On his remark, Deeba wondered and dreamt of what the future had in store for him. Was there any hope at all?

“Don’t think like this. You know, a true woman’s heart is so big, and I’m sure her heart is bigger than your sin, no matter what you’ve done.” Deeba said automatically, suprised at herself for uttering such comment.

He sure had a way with words that often sparked her own creativity.

A look of annoyance flickered behind Aariz’s glasses but he didn’t let it affect his face or gesture.

“Go now.” He said gently, tenderness swelling in his heart. “It’s late.”
Nodding, Deeba rose from the sofa. She had got enough. Lifting her purse and swinging it onto her shoulder she turned to Aariz.

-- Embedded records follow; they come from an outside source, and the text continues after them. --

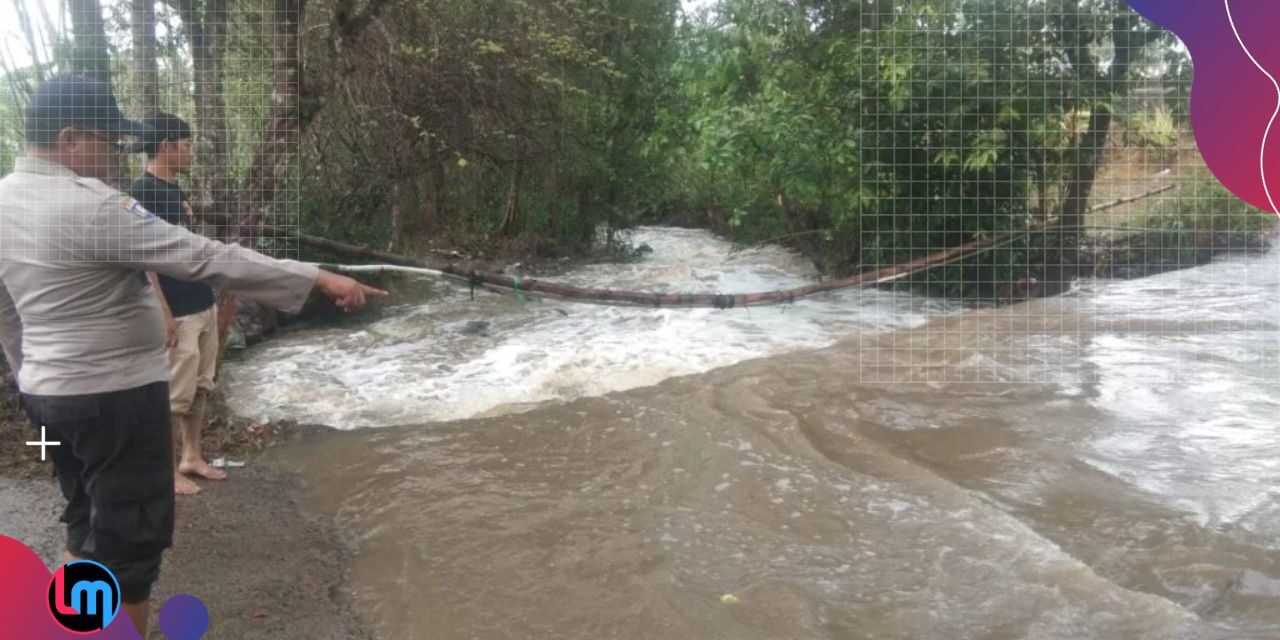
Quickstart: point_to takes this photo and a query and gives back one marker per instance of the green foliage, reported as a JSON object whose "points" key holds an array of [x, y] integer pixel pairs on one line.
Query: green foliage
{"points": [[479, 120], [871, 133]]}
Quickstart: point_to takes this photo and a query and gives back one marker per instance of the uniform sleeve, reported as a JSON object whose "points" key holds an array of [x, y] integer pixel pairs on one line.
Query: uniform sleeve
{"points": [[10, 332], [127, 234]]}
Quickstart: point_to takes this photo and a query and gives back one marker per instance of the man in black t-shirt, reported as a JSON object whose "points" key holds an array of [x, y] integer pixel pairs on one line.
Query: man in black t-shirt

What had made him so hard and antisocial, now she knew.

Love!
He loved Zeest! He really loves her, and he had let her walk out of his life. He had rejected her.

This wasn’t Komal, the woman for whom he had felt lukewarm affection and called it love.

This was Zeest, the woman who had stormed right into his life and heart. What he’d once felt for Komal had been such a pale imitation of what he now felt for Zeest that it would have been laughable if it weren’t so pathetic.

“But…before I leave I’d like to ask one last thing.”
“Go ahead.”
“What changed you?” Deeba asked curiously. “I mean you don’t look like the same Aariz anymore. I’ve heard that people’s nature is never changed. But here you are, with a totally changed nature and character.”
“What do you think?” Aariz said softly, grinning for the first time in the last few hours. “I’m suprised you still ask that question.”
“Tell me whom you love.” He said gently. “And I will tell you who you are.”